Doha, Qatar – Six coffins – five of them draped in Palestinian flags, one in a Qatari flag – were laid before the hundreds gathered for funeral prayers at Doha’s Imam Muhammad ibn Abd al-Wahhab Mosque.
Sitting in the front row of the congregation on Thursday was Qatar’s Emir Sheikh Tamim bin Hamad Al Thani. He was there to honour those killed in an Israeli attack this week that has shaken Qatar.
Among those killed was Lance-Corporal Badr Saad Mohammed al-Humaidi al-Dosari, a 22-year-old member of the Internal Security Forces. In the crowd after the prayers, the emir comforted a young boy with tears rolling down his cheeks.
The sombre feeling at the funeral followed the shock of Tuesday’s attack, which targeted Hamas leaders as they were discussing a Gaza ceasefire proposal presented by the United States. The leaders survived the attack.
Disbelief
The attack took place on Tuesday afternoon in the city’s West Bay Lagoon area. Several blasts rang out across Doha, sending up a thick plume of smoke and uniting its residents in equal parts shock and horror. Though the nature of the incident was quickly apparent, Doha’s reputation for safety cast a shadow of doubt over whether it really could have been attacked.
Since gaining independence in 1971, the country has faced no conflicts that have escalated into direct military action on its territory. When Iran carried out its strike earlier this year, Qatar was more of a circumstantial participant – its role shaped largely by the presence of a major US military base.
Mohammed Asim, 40, who moved to Doha from Bangladesh with his wife and two children and works in the wholesale food trade, lives about a kilometre from the building that was hit and said he had never believed such a thing could happen in the city.
“I thought a house was being demolished, as the sounds of the explosions, which came one after the other, reminded me of that,” he told Al Jazeera. “It wasn’t until I saw the news that I realised.”
‘Lord, make this land secure’
About 45 minutes after the strike, I arrived with my colleague, photojournalist Showkat Shafi, in the Diplomatic Area in West Bay near Doha’s coast, just as details were beginning to reach newsrooms worldwide. We parked the car a few blocks down from the site and walked about 500 metres until we arrived near the site. Before us stood a large crimson-walled compound, its facade torn open, ashen debris spilling through the wide gate, with wisps of smoke still curling from the courtyard where another strike had hit.
Two drones, one fibre optic and the other remote, hovered above the compound for hours, providing light after dusk, as emergency services dug through the rubble.

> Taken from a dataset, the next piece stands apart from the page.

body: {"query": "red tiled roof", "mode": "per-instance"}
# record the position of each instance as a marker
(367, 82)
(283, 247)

All entrances to the streets near the compound were cordoned off. Beside us were members of various branches of Qatar’s security services, civil defence teams and several ambulances on standby. As the night drew on, the police presence thinned, with families in nearby houses occasionally glancing out of their windows at the security forces and their glaring red and blue siren lights.
The building, situated in a residential area with three schools nearby, housed members of Hamas’s political bureau.
Qatar has promised to act in coordination with regional allies. In the days that followed the attack, regional leaders, crown princes, prime ministers, and ministers have visited Doha in a show of unity and solidarity, the most prominent among them the United Arab Emirates president, Mohammed bin Zayed Al Nahyan, and Pakistan’s leader, Shehbaz Sharif.
Even US President Donald Trump joined the chorus of solidarity with Qatar, saying that such an attack wouldn’t happen again, even if he did add that “eliminating” Hamas was a “worthy goal”.
But is that enough to reassure Qatar and its people?
Trump’s words haven’t provided much reassurance to Doha’s inhabitants, whose once peaceful abode is now caught directly in the crosshairs of Israel’s wars in the region, becoming one of six countries that Israel has attacked just this week.
Billboards carried short messages to help calm nerves. At West Bay’s City Centre Mall, one of Doha’s most popular malls, the Prophet Abraham’s famous prayer – “Our Lord, make this land secure” – was emblazoned on its walls.
I asked a resident of the city, who only offered his first name, how he felt about Trump’s statement that such an attack would not happen again. “Israel behaves however it wants, and after a bit of harsh language, things go back to before,” Mohammed said, adding, “We’ll see what Trump actually does.”